Background: Severe acute respiratory syndrome (SARS) has been initiating pandemics since the beginning of this century. In December 2019, the world was hit again by a devastating SARS episode that has so far infected almost four million individuals worldwide with over 200,000 fatalities having already occurred by mid-April 2020, and the infection rate continues to grow exponentially. SARS coronavirus 2 (SARS-CoV-2) is a single stranded RNA pathogen which is characterised by a high mutation rate. It is vital to explore mutagenic capability of the viral genome that enables SARS-CoV-2 to rapidly jump from one host immunity to another and adapt to genetic pool of the local populations.
Methods: For this study, we have analysed 1,921 complete viral sequences reported from SARS-CoV-2 infected patients. SARS-CoV-2 host genomes were collected from The Global Initiative on Sharing All Influenza Data (GISAID) database containing 9 genomes from pangolin-CoV origin and 3 genomes from bat-CoV origin, Wuhan SARS-CoV2 reference genome was collected from GeneBank database. The Multiple sequence alignment tool, Clustal Omega was used for genomic sequence alignment. The viral replicating enzyme, 3-chymotrypsin-like cysteine protease (3CL pro ) that plays a key role in its pathogenicity was used to assess its affinity with pharmacological inhibitors and repurposed drugs such as anti-viral flavones, biflavanoids, anti-malarial drugs and vitamin supplements.
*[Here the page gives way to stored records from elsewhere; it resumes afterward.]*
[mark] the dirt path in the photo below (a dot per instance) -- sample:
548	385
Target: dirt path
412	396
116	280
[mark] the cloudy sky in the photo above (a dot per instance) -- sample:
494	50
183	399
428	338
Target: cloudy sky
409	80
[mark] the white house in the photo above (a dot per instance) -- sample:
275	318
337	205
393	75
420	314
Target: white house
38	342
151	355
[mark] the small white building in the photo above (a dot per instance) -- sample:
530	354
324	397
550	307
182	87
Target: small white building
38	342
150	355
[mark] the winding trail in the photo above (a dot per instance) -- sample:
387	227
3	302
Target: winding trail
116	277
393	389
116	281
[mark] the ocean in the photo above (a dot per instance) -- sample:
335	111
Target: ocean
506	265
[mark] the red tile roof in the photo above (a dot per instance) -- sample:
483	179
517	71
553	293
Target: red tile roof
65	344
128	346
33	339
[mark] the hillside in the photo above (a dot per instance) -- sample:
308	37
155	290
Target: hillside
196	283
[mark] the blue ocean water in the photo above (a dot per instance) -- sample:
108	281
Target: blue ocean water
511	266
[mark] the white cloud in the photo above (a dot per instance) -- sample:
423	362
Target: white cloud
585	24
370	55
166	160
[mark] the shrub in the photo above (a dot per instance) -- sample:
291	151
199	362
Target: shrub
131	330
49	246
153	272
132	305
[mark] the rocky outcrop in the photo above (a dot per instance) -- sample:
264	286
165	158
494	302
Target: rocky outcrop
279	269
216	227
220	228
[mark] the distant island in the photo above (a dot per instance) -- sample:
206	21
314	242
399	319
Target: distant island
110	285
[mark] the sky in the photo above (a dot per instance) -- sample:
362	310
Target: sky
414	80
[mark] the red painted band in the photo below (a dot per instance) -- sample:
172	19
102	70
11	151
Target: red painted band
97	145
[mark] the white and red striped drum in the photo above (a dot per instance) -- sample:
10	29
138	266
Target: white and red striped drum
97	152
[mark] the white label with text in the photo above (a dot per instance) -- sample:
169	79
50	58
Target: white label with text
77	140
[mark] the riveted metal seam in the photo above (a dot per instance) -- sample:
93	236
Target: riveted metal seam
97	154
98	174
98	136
Results: Our results demonstrate that bat-CoV shares >96% similar identity, while pangolin-CoV shares 85.98% identity with Wuhan SARS-CoV-2 genome. This in-depth analysis has identified 12 novel recurrent mutations in South American and African viral genomes out of which 3 were unique in South America, 4 unique in Africa and 5 were present in-patient isolates from both populations. The study further investigated the interaction of repurposed drugs with SARS-CoV-2 3CL pro enzyme which regulates viral replication machinery, using state of the art in silico approaches.
Conclusions: Overall, this study provides insights into the evolving mutations with implications to understand viral pathogenicity and possible new strategies for repurposing compounds to combat Covid-19 pandemic.